Story
As an operator I would like to build a small cloud with both virtual and bare
metal instances or add bare metal provisioning to my existing small or medium
scale single-site OpenStack cloud. The expected number of bare metal machines
is less than 100, and the rate of provisioning and unprovisioning is expected
to be low. All users of my cloud are trusted by me to not conduct malicious
actions towards each other or the cloud infrastructure itself.
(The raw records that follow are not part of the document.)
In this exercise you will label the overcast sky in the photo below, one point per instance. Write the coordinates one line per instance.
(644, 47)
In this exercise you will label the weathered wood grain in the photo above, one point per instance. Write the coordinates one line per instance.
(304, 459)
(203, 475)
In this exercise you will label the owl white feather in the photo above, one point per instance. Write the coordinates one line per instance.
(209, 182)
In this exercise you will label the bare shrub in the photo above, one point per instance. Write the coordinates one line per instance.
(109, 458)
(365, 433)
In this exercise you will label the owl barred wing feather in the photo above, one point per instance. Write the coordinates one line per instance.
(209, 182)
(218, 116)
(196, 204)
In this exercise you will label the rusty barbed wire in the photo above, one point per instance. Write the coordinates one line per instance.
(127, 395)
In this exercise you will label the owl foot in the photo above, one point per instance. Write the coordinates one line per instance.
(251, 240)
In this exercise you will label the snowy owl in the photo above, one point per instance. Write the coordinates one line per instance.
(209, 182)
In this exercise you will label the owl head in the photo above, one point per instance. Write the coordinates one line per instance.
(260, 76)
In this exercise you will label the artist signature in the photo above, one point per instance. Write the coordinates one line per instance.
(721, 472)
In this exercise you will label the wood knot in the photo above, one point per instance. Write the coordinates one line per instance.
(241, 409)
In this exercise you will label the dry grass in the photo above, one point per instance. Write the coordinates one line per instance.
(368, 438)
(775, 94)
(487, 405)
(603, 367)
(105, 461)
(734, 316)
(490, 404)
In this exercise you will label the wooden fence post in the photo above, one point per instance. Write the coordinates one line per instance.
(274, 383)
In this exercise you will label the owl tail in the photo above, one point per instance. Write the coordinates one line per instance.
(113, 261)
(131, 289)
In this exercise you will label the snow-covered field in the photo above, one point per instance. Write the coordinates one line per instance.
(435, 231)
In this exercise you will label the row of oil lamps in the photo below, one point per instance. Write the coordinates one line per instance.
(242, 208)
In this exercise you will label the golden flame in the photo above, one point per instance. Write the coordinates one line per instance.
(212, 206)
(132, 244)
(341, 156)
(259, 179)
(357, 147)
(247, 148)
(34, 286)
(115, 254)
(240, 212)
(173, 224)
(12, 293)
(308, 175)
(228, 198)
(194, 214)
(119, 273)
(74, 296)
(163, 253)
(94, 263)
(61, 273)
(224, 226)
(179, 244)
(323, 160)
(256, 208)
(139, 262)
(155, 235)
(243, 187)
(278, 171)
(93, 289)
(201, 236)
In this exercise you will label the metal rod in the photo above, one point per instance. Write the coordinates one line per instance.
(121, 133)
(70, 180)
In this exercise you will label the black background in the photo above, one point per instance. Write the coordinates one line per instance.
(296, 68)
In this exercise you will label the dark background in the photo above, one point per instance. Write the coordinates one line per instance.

As a user I would like to occasionally provision bare metal instances through
the Compute API by selecting an appropriate Compute flavor. I would like
to be able to boot them from images provided by the Image service or from
volumes provided by the Volume service.
Networking
The networking architecture will highly depend on the exact operating
requirements. This guide expects the following existing networks:
control plane, storage and public. Additionally, two more networks
will be needed specifically for bare metal provisioning: bare metal and
management.
Control plane network
The control plane network is the network where OpenStack control plane
services provide their public API.
The Bare Metal API will be served to the operators and to the Compute service
through this network.
Public network
The public network is used in a typical OpenStack deployment to create
floating IPs for outside access to instances. Its role is the same for a bare
metal deployment.
Note
Since, as explained below, bare metal nodes will be put on a flat provider
network, it is also possible to organize direct access to them, without
using floating IPs and bypassing the Networking service completely.
Management network
Management network is an independent network on which BMCs of the bare
metal nodes are located.
The ironic-conductor
process needs access to this network. The tenants
of the bare metal nodes must not have access to it.
Storage
If your hardware and its bare metal driver support
booting from remote volumes, please check the driver documentation for
information on how to enable it. It may include routing management and/or
bare metal networks to the storage network.
In case of the standard PXE boot, booting from remote volumes is done
via iPXE. In that case, the Volume storage backend must support iSCSI
protocol, and the bare metal network has to have a route to the storage
network. See Boot From Volume for more details.